[Date Prev][Date Next][Thread Prev][Thread Next]
[Date Index]
[Thread Index]
- Subject: Re: Reading CSV
- From: Tim Channon <tc@...>
- Date: Tue, 03 Dec 2013 22:05:30 +0000
On 03/12/2013 19:18, Geoff Leyland wrote:
> On 4/12/2013, at 7:44 am, Dirk Laurie <dirk.laurie@gmail.com> wrote:
>
>> 2013/12/3 Geoff Leyland <geoff_leyland@fastmail.fm>:
>>
>>> What’s the current best option for a CSV (or tab separated, for that matter) file?
>>
>> Define "best”.
>
> On 28/11/2013, at 7:59 pm, Dirk Laurie <dirk.laurie@gmail.com> wrote:
>
>> 1. It is actively being maintained.
>> 3. A certain amount of quality control is in effect.
>
> Covering the issues I mentioned would be handy too. Maybe “handles corner cases and large files”?
>
>> As far as I can tell, most solutions either:
>>> - read the whole file in one go (constructing a table of all the values becomes
>>> impractical as files get larger)
>>
>> Is this comment based on gut feel (I'm deliberately avoiding "prejudice"), or
>> do you have an actual example where this is a problem?
>
> Metadata for the set of NZ land parcels is over 3GB.
>
Quite, what is best.
If you do this often maybe find a binary library.

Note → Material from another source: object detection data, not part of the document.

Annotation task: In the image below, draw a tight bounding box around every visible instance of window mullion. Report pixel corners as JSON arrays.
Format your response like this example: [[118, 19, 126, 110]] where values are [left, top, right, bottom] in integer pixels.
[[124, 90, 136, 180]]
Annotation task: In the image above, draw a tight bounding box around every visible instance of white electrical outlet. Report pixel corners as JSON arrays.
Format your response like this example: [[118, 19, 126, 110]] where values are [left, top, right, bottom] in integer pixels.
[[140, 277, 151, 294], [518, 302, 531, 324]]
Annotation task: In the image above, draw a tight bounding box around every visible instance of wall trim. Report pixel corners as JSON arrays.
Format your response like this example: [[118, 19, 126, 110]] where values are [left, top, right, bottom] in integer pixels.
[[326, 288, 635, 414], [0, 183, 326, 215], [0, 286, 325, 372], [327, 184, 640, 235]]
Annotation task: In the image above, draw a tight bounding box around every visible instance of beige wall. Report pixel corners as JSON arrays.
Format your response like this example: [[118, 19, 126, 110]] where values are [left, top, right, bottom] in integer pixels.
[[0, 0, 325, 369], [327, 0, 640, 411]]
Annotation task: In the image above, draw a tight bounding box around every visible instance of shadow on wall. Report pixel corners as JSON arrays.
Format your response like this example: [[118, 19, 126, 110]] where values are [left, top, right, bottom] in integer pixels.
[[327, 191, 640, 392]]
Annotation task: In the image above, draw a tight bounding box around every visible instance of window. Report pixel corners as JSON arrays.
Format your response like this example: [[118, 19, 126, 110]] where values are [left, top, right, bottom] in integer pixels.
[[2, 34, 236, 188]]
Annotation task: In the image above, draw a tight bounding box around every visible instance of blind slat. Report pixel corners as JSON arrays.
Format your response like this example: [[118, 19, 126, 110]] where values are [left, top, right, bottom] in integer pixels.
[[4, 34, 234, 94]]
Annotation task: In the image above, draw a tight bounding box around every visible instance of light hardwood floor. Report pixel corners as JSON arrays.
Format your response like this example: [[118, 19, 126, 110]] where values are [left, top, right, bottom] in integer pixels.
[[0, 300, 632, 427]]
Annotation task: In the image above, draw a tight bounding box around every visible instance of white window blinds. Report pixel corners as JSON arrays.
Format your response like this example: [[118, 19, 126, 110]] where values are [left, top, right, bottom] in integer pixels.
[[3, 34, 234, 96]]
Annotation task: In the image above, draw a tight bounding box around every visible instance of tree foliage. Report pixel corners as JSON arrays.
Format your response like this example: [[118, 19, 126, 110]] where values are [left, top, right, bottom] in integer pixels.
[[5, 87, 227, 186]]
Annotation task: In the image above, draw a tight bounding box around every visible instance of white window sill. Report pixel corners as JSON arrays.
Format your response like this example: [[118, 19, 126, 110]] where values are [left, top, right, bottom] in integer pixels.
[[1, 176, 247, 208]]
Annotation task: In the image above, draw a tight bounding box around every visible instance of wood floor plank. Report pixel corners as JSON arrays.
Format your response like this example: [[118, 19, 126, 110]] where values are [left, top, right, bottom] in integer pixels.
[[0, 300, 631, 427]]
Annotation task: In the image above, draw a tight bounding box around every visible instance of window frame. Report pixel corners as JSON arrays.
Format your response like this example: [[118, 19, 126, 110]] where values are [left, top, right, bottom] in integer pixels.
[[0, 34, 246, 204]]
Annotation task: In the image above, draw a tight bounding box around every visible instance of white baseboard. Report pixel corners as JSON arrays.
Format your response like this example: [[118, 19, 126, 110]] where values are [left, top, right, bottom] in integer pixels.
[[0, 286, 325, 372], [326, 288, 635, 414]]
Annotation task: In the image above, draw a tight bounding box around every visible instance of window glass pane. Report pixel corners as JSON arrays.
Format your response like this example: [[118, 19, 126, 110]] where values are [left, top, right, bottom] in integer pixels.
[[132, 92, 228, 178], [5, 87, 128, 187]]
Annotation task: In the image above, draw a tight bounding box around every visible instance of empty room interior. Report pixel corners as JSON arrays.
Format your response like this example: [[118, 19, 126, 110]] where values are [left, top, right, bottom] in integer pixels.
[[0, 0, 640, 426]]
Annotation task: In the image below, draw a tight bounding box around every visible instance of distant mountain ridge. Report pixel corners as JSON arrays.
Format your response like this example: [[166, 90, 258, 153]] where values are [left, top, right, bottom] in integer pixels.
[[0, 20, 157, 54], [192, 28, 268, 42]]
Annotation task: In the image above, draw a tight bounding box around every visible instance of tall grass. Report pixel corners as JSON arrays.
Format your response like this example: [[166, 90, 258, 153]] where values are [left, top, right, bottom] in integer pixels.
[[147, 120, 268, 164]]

In most cases I do simple, use io.lines, if a separator is missing from
the end of line, add one and go from there
Out of curiosity, found a suitable file here, 157M, comma delimited, not
a particularly fast computer, writing a lines loop which increments a
line counter and prints count on exit 2.35m lines, 13s,
Straight open, read("*a") 5s and that hasn't split into lines.
So there isn't much to gain from block read in this case and this
machine. Will be many wrinkles including memory allocation and gc.
Do 3G in one hit and you consume 3G of machine memory.
Try it, only take a few seconds to write something.